In its annual FBO fuel sales survey and industry forecast, released at the end of January, Aviation Business Strategies Group found that 75 percent of its respondents experienced positive fuel sales year-over-year, while 43 percent reported increases in transient ramp traffic. “For the third consecutive year, we’ve seen an increase in fuel sales by more than half of the FBOs responding to our survey,” said company co-principal, and industry veteran John Enticknap. “This includes some standout fuel sales of more than 8 percent year-over-year, by nearly 20 percent of the FBOs reporting.” Nearly 60 percent of the audience predicted they would again increase their fuel sales over 2018’s totals. Yet survey participants were less bullish on the direction the economy was headed than they were in 2017, with 61 percent now taking a positive view, compared with 73 percent the previous year.
What was a frothy consolidation market among the major FBO operators earlier in the decade has cooled after Landmark Aviation, a major player in the market, was acquired and absorbed by Signature Flight Support. “The U.S. FBO industry continues its consolidation, albeit at a slower pace,” said Stephen Dennis, CEO of Aviation Resource Group International (ARGI). “From the mid-1980s through entry into the 21st century, the majority of FBO consolidation was carried out by existing operating companies, with the focus of expanding their networks. However, he told AIN, “At the turn of the century, FBOs became the investment of choice of private equity. Consequently, many of the acquisitions in recent times have been made by new operating companies funded by private equity.”
Longtime FBO operators such Jet Aviation have continued to expand, with the General Dynamics subsidiary adding several locations over the past year through its purchase of Hawker Pacific and KLM Jet Center. However, newcomers such as Lynx FBO (backed by Sterling Group private equity), Modern Aviation (by Tiger Infrastructure Partners), along with a once-again reconstituted Ross Aviation (KSL Capital Partners), provided much of the consolidation activity over the past year. These companies added four, three, and eight FBOs, respectively, to their networks over the past year.
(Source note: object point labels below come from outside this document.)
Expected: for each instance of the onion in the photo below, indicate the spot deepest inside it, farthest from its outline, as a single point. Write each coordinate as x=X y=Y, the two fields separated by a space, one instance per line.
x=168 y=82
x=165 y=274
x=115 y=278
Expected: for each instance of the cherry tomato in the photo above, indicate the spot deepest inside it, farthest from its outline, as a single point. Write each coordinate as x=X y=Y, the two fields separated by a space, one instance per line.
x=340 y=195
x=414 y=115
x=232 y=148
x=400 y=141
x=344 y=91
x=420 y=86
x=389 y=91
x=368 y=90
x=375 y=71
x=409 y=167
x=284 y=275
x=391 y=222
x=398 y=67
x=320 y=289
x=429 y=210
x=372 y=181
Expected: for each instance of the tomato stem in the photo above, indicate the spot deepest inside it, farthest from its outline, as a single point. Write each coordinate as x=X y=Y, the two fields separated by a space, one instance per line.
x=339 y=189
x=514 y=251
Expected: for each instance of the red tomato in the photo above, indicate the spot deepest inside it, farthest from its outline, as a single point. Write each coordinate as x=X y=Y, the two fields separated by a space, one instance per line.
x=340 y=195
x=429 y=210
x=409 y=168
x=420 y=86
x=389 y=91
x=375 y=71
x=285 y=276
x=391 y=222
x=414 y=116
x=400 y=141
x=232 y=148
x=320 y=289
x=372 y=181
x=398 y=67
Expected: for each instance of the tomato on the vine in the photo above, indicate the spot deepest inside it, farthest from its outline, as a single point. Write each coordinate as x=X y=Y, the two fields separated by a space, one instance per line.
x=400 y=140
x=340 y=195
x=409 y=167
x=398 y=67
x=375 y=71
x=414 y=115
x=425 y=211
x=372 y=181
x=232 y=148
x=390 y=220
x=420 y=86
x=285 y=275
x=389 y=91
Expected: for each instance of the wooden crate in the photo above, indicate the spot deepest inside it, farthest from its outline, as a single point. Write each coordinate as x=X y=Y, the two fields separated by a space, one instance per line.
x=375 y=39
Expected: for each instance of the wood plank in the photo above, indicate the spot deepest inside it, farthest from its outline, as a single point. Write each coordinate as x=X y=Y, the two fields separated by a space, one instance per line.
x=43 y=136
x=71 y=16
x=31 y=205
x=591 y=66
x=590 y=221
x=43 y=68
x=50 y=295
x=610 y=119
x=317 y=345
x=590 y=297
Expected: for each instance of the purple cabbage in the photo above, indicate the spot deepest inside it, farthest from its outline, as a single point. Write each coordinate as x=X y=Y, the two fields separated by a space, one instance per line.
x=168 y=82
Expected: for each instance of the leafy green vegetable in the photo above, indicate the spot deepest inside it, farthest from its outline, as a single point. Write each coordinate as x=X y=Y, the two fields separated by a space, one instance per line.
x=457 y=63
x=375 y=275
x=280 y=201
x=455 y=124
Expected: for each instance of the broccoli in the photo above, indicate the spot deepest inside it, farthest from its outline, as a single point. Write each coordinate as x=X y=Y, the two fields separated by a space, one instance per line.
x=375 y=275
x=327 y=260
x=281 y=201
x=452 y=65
Indeed, that infusion of private investment capital has changed the playing field in the FBO industry. According to one expert, as a result of these companies’ need to grow, they are paying price and earnings multiples that in many cases are more than double the valuation models that the industry has long followed.
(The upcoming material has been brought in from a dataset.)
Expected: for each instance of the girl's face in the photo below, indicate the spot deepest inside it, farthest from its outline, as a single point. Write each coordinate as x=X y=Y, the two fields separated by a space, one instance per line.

The FBO industry may soon experience a shortfall of general managers, according to Wilson, who cited many factors, including the pilot and mechanic shortage. “Years ago, many line service employees with hopes of becoming pilots one day found a home within the management structure of an FBO,” he said. With the airlines increasing demand for pilots, those individuals are earning their licenses and departing for the cockpit, rather than a corner office in the FBO.
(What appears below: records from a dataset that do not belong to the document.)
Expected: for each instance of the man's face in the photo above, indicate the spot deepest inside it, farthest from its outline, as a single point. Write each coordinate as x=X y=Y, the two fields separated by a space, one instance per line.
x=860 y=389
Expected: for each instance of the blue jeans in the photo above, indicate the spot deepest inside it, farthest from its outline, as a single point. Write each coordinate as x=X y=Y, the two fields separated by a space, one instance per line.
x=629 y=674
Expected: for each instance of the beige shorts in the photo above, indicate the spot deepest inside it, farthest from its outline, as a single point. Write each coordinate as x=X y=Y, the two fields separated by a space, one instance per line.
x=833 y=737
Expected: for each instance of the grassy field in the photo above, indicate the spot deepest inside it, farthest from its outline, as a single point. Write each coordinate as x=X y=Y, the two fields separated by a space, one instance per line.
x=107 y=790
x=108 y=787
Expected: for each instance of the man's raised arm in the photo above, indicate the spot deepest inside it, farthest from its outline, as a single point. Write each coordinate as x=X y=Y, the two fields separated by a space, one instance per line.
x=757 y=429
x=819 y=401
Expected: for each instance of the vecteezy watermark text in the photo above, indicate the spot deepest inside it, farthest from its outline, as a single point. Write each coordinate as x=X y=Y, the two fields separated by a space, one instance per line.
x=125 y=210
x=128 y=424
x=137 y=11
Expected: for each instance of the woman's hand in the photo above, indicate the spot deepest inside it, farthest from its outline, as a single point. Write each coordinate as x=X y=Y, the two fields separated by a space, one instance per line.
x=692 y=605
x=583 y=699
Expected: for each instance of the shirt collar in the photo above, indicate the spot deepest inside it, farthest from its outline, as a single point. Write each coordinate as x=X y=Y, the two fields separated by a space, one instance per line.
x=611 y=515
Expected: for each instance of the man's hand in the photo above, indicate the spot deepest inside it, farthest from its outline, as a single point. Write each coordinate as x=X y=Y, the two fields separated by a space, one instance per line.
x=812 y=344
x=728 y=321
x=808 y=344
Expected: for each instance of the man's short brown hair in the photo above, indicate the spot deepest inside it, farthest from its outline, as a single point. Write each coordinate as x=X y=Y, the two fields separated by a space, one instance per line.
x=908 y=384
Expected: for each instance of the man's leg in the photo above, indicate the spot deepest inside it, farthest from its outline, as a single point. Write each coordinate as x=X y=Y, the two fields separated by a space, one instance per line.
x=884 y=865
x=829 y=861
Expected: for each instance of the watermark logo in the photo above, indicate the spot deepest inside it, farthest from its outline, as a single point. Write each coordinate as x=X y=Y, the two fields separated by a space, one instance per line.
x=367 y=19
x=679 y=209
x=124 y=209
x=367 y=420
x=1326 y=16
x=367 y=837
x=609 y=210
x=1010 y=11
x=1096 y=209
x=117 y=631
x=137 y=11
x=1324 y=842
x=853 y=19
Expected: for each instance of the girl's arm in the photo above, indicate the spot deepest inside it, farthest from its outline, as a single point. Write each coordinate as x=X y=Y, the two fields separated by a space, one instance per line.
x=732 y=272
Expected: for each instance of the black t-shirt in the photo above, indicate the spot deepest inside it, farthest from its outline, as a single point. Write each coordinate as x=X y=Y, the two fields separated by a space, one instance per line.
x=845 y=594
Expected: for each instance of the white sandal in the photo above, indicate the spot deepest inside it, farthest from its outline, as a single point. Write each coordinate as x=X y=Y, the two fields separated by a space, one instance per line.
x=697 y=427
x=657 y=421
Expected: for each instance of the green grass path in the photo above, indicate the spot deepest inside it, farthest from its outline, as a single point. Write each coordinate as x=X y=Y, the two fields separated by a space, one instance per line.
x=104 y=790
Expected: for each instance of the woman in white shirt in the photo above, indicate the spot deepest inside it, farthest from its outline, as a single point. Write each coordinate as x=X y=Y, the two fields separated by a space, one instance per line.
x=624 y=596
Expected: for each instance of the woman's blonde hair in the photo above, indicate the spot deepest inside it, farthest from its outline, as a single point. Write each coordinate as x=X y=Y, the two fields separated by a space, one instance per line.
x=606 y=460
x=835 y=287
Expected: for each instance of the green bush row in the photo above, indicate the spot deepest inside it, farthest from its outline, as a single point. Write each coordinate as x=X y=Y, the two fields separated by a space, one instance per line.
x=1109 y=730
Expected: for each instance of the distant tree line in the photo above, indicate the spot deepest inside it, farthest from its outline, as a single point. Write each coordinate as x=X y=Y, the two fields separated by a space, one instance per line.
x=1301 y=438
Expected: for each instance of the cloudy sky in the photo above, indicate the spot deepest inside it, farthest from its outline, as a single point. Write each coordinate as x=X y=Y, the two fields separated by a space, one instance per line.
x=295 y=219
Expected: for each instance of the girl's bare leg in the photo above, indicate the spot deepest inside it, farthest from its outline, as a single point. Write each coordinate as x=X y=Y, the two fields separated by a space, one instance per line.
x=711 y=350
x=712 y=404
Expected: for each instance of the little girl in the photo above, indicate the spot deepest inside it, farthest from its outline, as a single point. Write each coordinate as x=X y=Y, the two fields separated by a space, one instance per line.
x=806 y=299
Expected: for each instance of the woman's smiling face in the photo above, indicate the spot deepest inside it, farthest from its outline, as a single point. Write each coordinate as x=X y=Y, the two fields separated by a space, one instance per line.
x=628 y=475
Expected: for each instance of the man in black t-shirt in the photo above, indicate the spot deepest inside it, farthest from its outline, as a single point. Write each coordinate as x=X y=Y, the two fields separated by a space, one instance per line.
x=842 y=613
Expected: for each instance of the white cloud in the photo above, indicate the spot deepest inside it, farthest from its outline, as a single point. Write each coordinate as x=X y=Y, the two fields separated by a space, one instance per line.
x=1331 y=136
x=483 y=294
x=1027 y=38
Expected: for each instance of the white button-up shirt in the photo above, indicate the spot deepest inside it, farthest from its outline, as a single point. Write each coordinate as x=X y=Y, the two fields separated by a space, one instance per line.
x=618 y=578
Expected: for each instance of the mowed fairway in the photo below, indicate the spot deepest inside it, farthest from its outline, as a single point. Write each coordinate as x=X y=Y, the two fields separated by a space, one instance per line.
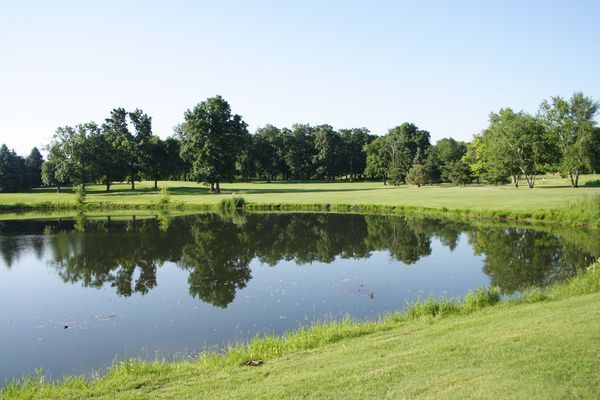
x=551 y=193
x=538 y=351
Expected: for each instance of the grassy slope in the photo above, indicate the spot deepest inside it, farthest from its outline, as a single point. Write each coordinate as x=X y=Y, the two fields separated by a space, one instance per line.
x=554 y=193
x=537 y=349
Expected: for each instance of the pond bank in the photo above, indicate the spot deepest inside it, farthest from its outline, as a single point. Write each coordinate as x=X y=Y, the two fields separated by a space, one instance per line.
x=543 y=345
x=584 y=213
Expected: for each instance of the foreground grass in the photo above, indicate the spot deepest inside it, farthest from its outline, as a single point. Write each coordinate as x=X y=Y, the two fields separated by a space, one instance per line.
x=544 y=345
x=551 y=200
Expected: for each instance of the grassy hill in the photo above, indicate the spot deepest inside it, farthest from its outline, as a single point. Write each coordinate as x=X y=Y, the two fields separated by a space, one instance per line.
x=544 y=346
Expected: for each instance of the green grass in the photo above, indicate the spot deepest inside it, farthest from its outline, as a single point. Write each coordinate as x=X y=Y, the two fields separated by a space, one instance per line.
x=551 y=200
x=542 y=345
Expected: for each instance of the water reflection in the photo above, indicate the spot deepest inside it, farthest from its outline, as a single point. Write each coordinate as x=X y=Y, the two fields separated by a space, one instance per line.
x=216 y=250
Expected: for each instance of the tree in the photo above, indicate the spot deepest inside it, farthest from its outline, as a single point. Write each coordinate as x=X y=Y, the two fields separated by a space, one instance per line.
x=300 y=151
x=571 y=124
x=460 y=173
x=73 y=154
x=515 y=145
x=267 y=141
x=114 y=147
x=378 y=159
x=328 y=146
x=156 y=159
x=448 y=151
x=353 y=155
x=138 y=146
x=402 y=144
x=432 y=170
x=12 y=171
x=211 y=140
x=34 y=162
x=54 y=163
x=474 y=157
x=417 y=175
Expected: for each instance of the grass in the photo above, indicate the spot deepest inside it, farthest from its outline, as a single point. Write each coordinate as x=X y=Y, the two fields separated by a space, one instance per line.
x=551 y=200
x=542 y=345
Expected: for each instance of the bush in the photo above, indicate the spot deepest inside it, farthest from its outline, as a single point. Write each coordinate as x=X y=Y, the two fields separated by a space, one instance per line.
x=594 y=183
x=232 y=203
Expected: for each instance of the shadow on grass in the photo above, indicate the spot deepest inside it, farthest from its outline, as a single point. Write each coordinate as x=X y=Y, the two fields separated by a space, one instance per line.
x=198 y=191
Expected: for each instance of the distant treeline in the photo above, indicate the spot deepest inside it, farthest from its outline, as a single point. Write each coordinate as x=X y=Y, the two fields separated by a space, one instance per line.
x=212 y=145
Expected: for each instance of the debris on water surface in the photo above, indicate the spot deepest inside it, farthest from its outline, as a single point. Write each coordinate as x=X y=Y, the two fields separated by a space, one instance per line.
x=106 y=317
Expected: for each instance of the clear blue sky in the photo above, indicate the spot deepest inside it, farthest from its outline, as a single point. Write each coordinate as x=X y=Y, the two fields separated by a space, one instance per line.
x=444 y=65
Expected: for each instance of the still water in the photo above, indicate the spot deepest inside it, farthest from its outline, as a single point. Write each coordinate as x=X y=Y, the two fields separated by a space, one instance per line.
x=77 y=294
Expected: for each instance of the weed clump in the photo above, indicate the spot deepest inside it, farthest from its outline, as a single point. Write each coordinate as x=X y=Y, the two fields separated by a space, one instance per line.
x=232 y=203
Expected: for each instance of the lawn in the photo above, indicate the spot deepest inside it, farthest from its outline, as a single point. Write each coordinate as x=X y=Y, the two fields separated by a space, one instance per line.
x=539 y=349
x=551 y=193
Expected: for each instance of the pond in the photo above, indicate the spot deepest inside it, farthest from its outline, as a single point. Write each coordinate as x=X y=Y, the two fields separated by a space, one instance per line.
x=79 y=293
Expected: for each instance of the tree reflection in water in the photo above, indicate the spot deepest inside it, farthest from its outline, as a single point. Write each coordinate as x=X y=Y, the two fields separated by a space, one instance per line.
x=217 y=249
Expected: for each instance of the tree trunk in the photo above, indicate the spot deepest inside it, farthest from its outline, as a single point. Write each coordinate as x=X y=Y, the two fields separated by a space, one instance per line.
x=572 y=180
x=530 y=181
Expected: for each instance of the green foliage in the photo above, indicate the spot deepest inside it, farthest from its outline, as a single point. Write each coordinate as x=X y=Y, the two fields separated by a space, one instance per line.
x=211 y=140
x=571 y=126
x=232 y=203
x=80 y=196
x=165 y=198
x=417 y=175
x=14 y=172
x=460 y=173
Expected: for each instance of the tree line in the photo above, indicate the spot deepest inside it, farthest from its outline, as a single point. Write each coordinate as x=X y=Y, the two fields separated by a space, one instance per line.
x=213 y=145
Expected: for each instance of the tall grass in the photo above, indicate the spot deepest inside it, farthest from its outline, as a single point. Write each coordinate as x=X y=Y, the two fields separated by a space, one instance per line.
x=321 y=333
x=231 y=203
Another concern is in the model of airports expecting multimillion-dollar development projects from FBOs in return for long-term leases. “I’m not suggesting there shouldn’t be a meaningful investment at lease renewal,” Wilson explained, “but in some cases that airport-mandated capital requirement is forcing FBOs to accept a position of significant leverage, simply to do business. If those customers are not willing to pay more, if prices do not increase and the economy does slide into a recession, there may be some FBOs out there that are not positioned to weather the next storm.”